Against a backdrop of what had been improving security over the last year, U.S. officials have pointed to reconciliation between the Shiite-led government, Sunni political parties and former insurgents as one of the main elements needed for real stability. Although the street-level sectarian violence that tore Iraq apart after the bombing of the Samarra mosque in 2006 has faded into history, many ordinary Sunni Iraqis believe the government’s fixation with the Baathist threat is wide enough to include them as well.
The attacks have ripped the lid off of what Foreign Minister Hoshyar Zebari calls unrealistic assessments of security since U.S. combat troops pulled out of cities on June 30 and a tragedy waiting to happen.
Neither Zebari, who negotiated the security agreement with the U.S., nor the average Iraqi would go back to having U.S. soldiers in the streets. But Maliki, who has staked his political fortunes on improving security and the U.S. pullout, has been reluctant to allow the security apparatuses his prime ministry directly controls, and to ask the U.S. for help even within the confines of the security pact.
The loss has been most apparent in those areas needed to fight a still-adapting insurgency. Together, the Iraqis with their knowledge of their own country and the Americans with their technology and logists, virtually crippled insurgent networks in and out of Baghdad.
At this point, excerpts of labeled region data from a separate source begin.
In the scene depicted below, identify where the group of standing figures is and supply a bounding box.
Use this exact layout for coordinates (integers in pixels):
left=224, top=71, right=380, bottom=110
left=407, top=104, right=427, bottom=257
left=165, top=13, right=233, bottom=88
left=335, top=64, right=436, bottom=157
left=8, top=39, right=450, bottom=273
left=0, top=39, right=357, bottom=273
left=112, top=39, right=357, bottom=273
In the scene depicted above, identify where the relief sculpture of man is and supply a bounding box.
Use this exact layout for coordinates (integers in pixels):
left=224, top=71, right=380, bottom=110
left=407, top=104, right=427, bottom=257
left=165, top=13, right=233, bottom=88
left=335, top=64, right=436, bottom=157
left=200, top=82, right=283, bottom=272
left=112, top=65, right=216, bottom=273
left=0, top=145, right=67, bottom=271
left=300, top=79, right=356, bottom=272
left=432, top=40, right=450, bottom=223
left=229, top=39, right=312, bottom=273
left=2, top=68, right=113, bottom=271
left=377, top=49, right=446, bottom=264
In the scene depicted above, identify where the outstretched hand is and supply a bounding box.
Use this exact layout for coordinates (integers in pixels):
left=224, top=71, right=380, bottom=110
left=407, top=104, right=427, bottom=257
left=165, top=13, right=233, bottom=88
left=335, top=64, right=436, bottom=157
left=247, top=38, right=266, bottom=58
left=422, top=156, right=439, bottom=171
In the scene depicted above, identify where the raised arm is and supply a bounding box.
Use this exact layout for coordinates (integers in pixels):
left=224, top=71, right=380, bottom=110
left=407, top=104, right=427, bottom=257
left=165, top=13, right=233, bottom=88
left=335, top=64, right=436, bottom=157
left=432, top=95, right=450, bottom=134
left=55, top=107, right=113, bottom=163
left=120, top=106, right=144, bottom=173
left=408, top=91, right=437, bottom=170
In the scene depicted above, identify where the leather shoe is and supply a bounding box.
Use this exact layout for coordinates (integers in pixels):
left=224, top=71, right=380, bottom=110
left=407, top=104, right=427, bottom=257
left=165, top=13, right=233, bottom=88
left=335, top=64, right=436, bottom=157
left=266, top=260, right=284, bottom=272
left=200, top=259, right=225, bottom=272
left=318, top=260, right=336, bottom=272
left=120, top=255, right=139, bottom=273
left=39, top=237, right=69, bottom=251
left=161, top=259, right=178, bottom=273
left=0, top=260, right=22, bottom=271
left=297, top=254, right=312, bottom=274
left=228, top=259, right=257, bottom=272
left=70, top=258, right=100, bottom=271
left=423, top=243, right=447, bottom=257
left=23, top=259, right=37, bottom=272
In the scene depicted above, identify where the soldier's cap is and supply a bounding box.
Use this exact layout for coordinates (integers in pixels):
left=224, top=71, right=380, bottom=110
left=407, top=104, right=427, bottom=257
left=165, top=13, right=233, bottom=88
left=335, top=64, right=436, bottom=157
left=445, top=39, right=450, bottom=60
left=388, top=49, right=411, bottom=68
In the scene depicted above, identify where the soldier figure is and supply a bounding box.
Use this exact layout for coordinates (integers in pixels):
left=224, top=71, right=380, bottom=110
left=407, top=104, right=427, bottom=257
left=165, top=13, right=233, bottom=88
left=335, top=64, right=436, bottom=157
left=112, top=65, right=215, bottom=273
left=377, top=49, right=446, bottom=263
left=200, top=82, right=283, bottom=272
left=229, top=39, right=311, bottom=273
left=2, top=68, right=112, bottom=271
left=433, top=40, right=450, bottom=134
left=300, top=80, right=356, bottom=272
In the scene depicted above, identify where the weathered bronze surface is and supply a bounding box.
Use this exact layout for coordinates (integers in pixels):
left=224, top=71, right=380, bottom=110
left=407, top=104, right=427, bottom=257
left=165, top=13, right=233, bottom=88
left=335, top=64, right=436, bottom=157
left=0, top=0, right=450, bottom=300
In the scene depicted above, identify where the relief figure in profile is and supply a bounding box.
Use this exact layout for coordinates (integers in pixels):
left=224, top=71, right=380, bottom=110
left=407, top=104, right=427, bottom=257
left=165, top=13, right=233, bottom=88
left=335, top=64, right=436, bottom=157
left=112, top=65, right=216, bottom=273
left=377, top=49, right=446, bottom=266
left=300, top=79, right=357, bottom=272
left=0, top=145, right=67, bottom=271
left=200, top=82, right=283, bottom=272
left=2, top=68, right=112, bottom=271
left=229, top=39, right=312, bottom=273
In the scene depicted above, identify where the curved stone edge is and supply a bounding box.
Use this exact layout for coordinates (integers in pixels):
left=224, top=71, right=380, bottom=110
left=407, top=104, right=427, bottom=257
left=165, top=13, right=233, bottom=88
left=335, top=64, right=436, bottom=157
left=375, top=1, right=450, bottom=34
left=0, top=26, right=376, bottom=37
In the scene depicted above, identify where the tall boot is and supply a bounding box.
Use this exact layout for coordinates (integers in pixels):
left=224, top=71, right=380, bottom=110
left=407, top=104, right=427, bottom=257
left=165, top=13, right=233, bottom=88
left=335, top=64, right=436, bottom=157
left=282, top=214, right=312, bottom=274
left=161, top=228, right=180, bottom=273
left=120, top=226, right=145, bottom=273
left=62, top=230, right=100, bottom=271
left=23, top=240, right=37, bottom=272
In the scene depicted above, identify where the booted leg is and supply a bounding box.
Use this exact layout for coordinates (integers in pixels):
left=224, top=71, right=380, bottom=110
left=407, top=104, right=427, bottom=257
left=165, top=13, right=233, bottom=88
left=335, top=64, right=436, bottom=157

In the post-June 30 world, the Americans don’t have a physical presence in the cities and are reluctant to share much of their intelligence with Iraqi forces prone to being infiltrated by the very insurgents they are fighting. In an ongoing war with an enemy that has shifting tactics and changing alliances, Iraqi security forces are focused on manning fixed checkpoints easily evaded by determined attackers.
Following Wednesday’s bombings, Iraqi officials are warning their citizens that more attacks could be in store.
A televised confession of the alleged mastermind of the Finance Ministry bombing has done little to reassure Iraqi citizens. The middle-aged man, oddly calm, described himself as a former Diyala policeman and said he had taken orders from Baath party leaders in Syria.
In the initial account of both bombings, interior ministry officials said last week that the truck bombs were assembled in Baghdad — loaded with sodium nitrate, fertilizer, rockets and mortars and driven to the foreign and finance ministries where the suicide bombers detonated. Trucks half the size of those used are banned on those roads in daylight hours, leading the government to arrest 11 local security members for negligence and possible complicity in the attacks.
The checkpoint closest to the Foreign Ministry which might have stopped the truck bomber had recently been taken down, against the advice of senior foreign ministry officials.
“The success of the government — any government is to protect and provide security for its people — that’s the main yardstick for seeing a successful competent government,” said an angry Zebari at a press conference in a ministry where they were intent on resuming work while still removing human remains.
The government is so fragmented that even what would seem to be political necessities fall by the wayside. Maliki neither visited the site of the bombing nor sent a senior official until he asked the governor, who had been out of the country, to go there five days after the attack.
Whether Maliki’s political fortunes will fall over the serious security breaches will be tested in the run-up to the elections with the new wider coalition he’s expected to form. His former partners, the Islamic Supreme Council of Iraq, announced Monday they were teaming up with the Sadrists and others but holding the door open for him should he wish to come back to the fold.
As for the U.S., Chairman of the Joint Chiefs of Staff Mike Mullen said on the weekend he was "extremely concerned" by the bombings in Baghdad. The concern of U.S. officials is that the attacks could spark another cycle of sectarian violence.
The concern on the Iraqi side is that the attacks have exposed the depths of instability beneath the thin veneer of security.